About thirty minutes into me sitting in the bathroom, there was a knock on the door for the second time. First time, I told whoever I was using it. That was about ten minutes ago. Moms ‘nem had more than one bathroom, but this was the guestbathroom. The other, the master. Whoever it was had to use it so I had to get up.
I took a deep breath, got up and headed out, running into Uncle Lew.
I sized him up. “Don’t make a mess, Unc. Please.”
If moms was here she would have whispered for me to check behind him when he was done.
He nodded. “Aight nephew.”
I tossed the hood to my hoodie over my head and pulled a barstool out from the island. With my hands stuffed into my pockets, I stared off, thinking about everything I had to do. Not just with the funeral—period. I had to be at the construction site tomorrow morning. I had to meet with three investors within the next two days. And I had a meeting with the team scheduled. My mind went to Judah and I thought about passing it all off to him. All but one. The meeting at the construction site tomorrow. Only because she would be there. Only because I needed a sight for sore eyes. But I wondered if seeing her would add to the pain since what we had was done. Since she needed time alone. Since she’d cut me off. I wondered if it would be best for me to just pass it all off to him.
I sighed, knocked my hoodie off and ran my hand over my head. What did I have to do first? Shit, I couldn’t remember. Was I supposed to contact the funeral home? Yeah, I was sure that came next. Maybe I should run to the store tomorrow afternoon to grab her outfit. Moms loved purple. She needed a purple dress. What size did she wear? Was I supposed to get shoes too? Shoes for what? She didn’t need them. Wouldn't be walking no-fuckin’-where.
I clenched down on my jaw and shifted my eyes to the refrigerator. I knew Pops had to have something on ice. Getting up, I walked over to the ‘fridge and opened it, finding a bottle of 1942 at the bottle of the freezer.

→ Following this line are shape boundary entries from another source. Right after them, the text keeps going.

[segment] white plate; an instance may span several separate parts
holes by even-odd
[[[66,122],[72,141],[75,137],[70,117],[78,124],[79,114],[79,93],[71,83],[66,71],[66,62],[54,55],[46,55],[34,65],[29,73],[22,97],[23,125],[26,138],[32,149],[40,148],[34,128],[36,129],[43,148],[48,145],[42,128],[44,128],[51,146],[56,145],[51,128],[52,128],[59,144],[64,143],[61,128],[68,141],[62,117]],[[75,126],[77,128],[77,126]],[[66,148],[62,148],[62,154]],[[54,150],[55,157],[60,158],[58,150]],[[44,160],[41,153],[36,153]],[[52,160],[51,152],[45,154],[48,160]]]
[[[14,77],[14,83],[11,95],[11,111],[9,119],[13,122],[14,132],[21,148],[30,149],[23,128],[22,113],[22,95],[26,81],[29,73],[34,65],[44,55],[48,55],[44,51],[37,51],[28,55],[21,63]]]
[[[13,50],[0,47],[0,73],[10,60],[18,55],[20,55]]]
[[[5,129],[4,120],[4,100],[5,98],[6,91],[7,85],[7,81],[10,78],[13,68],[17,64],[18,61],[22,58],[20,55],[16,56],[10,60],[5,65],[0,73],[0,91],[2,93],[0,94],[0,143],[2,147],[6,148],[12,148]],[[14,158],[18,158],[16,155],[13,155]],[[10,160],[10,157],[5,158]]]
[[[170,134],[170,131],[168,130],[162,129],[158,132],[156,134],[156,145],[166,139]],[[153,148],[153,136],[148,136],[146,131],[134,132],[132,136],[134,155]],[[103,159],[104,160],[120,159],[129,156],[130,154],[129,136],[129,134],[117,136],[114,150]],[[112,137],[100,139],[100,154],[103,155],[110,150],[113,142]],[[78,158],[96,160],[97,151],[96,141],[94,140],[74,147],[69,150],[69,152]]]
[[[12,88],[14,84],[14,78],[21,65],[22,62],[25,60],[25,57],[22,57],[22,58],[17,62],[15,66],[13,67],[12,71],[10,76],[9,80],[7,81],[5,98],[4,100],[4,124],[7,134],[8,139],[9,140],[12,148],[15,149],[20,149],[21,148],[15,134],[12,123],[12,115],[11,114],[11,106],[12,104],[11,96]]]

When I closed the refrigerator, I was face to face with Reign.
“Hi,” she softly said, her eyes bloodshot red with bags underneath them. “I hope it’s okay that I’m here. Lu called me and... I’m so sorry.”

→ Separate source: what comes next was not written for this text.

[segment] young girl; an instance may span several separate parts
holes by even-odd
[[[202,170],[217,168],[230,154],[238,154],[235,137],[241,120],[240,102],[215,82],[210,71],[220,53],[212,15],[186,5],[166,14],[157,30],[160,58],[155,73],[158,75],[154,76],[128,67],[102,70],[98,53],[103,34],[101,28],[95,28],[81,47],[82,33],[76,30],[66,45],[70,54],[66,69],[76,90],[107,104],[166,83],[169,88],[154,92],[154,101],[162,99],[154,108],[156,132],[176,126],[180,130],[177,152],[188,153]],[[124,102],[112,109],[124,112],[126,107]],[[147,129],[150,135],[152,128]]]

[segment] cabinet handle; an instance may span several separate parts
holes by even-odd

I didn’t say anything. Didn’t even stop her when she wrapped her arms around me for a hug. I let her. Hugged her back, too. I wasn’t surprised she was here. Like I said before, moms loved her. Looked at her as a second daughter. Treated her as such regardless of the breakup too.
“Do you um... Do you need anything?” She asked, pulling away from the hug.

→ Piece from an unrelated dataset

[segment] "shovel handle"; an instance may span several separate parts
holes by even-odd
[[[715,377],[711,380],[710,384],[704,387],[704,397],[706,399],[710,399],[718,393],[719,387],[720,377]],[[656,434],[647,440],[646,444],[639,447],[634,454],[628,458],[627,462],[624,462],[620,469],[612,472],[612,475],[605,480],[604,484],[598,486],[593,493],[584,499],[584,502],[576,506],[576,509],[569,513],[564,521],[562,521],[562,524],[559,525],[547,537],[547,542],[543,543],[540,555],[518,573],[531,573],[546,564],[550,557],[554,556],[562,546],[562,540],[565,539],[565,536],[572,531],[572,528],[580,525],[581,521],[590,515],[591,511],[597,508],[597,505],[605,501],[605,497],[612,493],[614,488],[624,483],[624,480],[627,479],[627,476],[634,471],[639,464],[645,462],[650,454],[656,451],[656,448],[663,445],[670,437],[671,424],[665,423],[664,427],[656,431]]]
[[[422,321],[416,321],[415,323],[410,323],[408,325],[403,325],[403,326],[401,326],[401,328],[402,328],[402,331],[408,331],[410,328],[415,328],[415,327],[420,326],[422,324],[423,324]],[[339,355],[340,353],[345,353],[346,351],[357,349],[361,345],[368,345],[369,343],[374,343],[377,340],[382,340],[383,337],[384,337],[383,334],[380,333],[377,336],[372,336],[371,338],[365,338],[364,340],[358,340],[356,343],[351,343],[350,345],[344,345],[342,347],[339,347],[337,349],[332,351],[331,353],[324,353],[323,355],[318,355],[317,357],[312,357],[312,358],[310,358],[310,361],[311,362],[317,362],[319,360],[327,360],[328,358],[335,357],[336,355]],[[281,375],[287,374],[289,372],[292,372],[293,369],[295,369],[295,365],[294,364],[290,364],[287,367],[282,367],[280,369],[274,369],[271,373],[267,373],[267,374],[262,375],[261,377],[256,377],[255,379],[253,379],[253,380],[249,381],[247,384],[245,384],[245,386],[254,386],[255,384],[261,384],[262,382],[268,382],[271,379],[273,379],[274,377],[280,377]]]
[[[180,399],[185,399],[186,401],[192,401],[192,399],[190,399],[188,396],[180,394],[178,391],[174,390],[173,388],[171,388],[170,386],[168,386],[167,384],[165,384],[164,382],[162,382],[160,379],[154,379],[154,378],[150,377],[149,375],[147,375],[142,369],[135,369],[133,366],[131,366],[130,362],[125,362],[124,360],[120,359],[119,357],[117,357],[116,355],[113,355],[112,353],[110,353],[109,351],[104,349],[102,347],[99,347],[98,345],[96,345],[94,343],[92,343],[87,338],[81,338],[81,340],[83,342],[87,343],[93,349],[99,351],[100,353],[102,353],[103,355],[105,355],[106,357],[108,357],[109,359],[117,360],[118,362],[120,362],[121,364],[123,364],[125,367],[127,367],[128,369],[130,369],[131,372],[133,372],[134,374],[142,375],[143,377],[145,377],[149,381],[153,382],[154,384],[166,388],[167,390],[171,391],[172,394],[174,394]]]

I looked down at her, stared for a couple of seconds, and shook my head. Fuck did she mean did Ineedanything? What could she do for me now that she didn’t do for me then? I was in a mood. A fucked up mood. Went from being sad as hell to being mad. I was tired of this shit. Tired of having to accept life for what it was. Tired of being dealt fucked up hands. Tired of having resources and them not amounting up to anything when I needed them to the most. Shit was pointless. Life.... it was pointless.
We lived to die.
Loved to lose.
Where was the fulfillment in that? What was the purpose behind that? I couldn’t wrap my mind around it. Shit didn’t make any sense.
Reign rubbed her lips together and nodded. “Okay. Well... I’m here Crescent. Okay?” She locked eyes with me and raised her brows. “I am here. You don’t have to go through this alone, alright?”